We appreciate your interest in assuring that the university’s policy is fair, and we welcome your attempts to remedy its shortcomings. But we worry that your letter has distracted many in our community from an important goal—ending the scourge of sexual assault at our university. On that account, the new policy represents a step in the right direction. Instead of condemning the Title IX Office, we should now focus our energies on improving the university’s policy—always with the twin goals of preventing sexual assault and sexual harassment, and of ensuring that justice and fairness are served.


“Harvard’s New Sexual Harassment
Policy Must Change”

WBUR, Cognoscenti BLOG Nov. 14, 2014

HLS Professor Janet Halley

[Harvard’s] procedures … risk making victims of the unharmed and villains of the innocent. They deprive accused students of due process by placing the entire decision-making process in the hands of a single university officer, who has the authority to charge, investigate, adjudicate and hear appeals, all in a single case. That officer is in the impossible position of checking, testing and reviewing her own decisions. …

Several other crucial American values are also under threat by policies like Harvard’s. One of them is academic freedom. While the [Obama] DOE OCR has admitted—grudgingly—that public institutions must respect the First Amendment while enforcing sexual harassment bans, it makes no commitment to free expression values at private institutions, where the First Amendment does not apply. … The broader values of academic freedom, the very lifeblood of education and research, appear not to register as important to DOE OCR at all.


“The Trouble with Teaching Rape Law”

The New Yorker Dec. 15, 2014

HLS Professor Jeannie Suk ’02

[M]y experience at Harvard over the past couple of years tells me that the environment for teaching rape law and other subjects involving gender and violence is changing. Students seem more anxious about classroom discussion, and about approaching the law of sexual violence in particular, than they have ever been in my eight years as a law professor.

We are currently in the middle of a national effort to reform how sexual violence is addressed on college campuses. This effort is critical, given the apparent prevalence of sexual violence among students. But it’s not clear that measures taken to protect victims always serve their best interests. At Harvard, twenty-eight law professors, myself included, have publicly objected to a new sexual-harassment policy on the grounds that, in an effort to protect victims, the university now provides an unfair process for the accused. … [This is] unfortunately of a piece with a growing rape exceptionalism, which allows fears of inflicting or re-inflicting trauma to justify foregoing usual procedures and practices of truth-seeking.

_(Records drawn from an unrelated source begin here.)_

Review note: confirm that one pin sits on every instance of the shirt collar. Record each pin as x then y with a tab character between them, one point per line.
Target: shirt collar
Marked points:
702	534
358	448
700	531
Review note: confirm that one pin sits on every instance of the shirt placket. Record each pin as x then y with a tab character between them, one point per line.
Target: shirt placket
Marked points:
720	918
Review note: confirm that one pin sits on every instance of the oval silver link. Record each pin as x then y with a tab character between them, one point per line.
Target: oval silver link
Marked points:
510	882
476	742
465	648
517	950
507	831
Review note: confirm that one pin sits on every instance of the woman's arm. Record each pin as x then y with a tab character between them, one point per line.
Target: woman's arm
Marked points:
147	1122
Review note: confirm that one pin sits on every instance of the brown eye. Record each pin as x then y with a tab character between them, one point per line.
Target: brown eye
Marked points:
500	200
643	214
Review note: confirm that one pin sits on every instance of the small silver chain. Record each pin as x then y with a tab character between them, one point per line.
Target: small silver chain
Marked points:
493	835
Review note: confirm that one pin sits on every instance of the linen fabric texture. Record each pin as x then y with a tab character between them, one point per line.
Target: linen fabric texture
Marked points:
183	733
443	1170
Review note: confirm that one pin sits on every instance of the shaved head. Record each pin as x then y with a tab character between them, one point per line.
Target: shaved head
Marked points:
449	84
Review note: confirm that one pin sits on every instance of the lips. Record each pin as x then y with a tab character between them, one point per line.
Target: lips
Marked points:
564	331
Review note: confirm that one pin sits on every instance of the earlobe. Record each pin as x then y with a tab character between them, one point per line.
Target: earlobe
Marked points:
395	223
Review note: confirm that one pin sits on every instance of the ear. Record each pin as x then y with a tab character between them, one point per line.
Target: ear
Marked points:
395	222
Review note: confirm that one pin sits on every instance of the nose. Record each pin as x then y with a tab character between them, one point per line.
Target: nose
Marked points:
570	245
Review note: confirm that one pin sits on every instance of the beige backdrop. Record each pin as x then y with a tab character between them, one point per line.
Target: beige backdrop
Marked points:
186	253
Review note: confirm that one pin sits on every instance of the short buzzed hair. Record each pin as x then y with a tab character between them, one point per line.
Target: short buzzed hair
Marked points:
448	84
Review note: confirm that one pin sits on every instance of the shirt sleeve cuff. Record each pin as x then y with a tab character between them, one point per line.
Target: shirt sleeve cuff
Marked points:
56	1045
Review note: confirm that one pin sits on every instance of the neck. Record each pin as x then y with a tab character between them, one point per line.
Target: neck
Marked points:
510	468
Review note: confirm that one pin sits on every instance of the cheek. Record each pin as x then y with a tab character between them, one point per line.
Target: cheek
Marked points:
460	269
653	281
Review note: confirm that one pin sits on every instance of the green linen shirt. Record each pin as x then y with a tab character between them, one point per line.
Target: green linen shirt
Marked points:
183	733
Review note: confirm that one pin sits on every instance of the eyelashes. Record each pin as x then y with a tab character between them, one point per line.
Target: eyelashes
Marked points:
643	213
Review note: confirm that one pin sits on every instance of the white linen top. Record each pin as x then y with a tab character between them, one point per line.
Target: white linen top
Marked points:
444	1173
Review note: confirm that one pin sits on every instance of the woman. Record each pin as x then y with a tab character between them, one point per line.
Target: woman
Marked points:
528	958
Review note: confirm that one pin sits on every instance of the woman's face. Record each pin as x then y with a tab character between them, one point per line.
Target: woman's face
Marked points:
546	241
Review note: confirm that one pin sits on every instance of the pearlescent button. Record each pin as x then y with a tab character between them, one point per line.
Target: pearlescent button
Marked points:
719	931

Now more than ever, it is critical that law students develop the ability to engage productively and analytically in conversations about sexual assault. … If the topic of sexual assault were to leave the law-school classroom, it would be a tremendous loss—above all to victims of sexual assault.


“Sex, Lies and Justice”

The American Prospect Winter 2015

HLS Senior Lecturer on Law Nancy Gertner

Feminists should be concerned about fair process, even in private institutions where the law does not require it, because we should be concerned about reliable findings of responsibility. We put our decades-long efforts to stop sexual violence at risk when men come forward and credibly claim they were wrongly accused. We put our work at risk when the media can dredge up the shibboleths about false accusations of rape, a collective “We told you so” tapping into old attitudes. … [W]e should not substitute a regime in which women are treated without dignity for one in which those they are accusing are similarly demeaned. Indeed, feminists should be concerned about fair process, not just because it makes fact-findings more reliable and more credible, but for its own sake.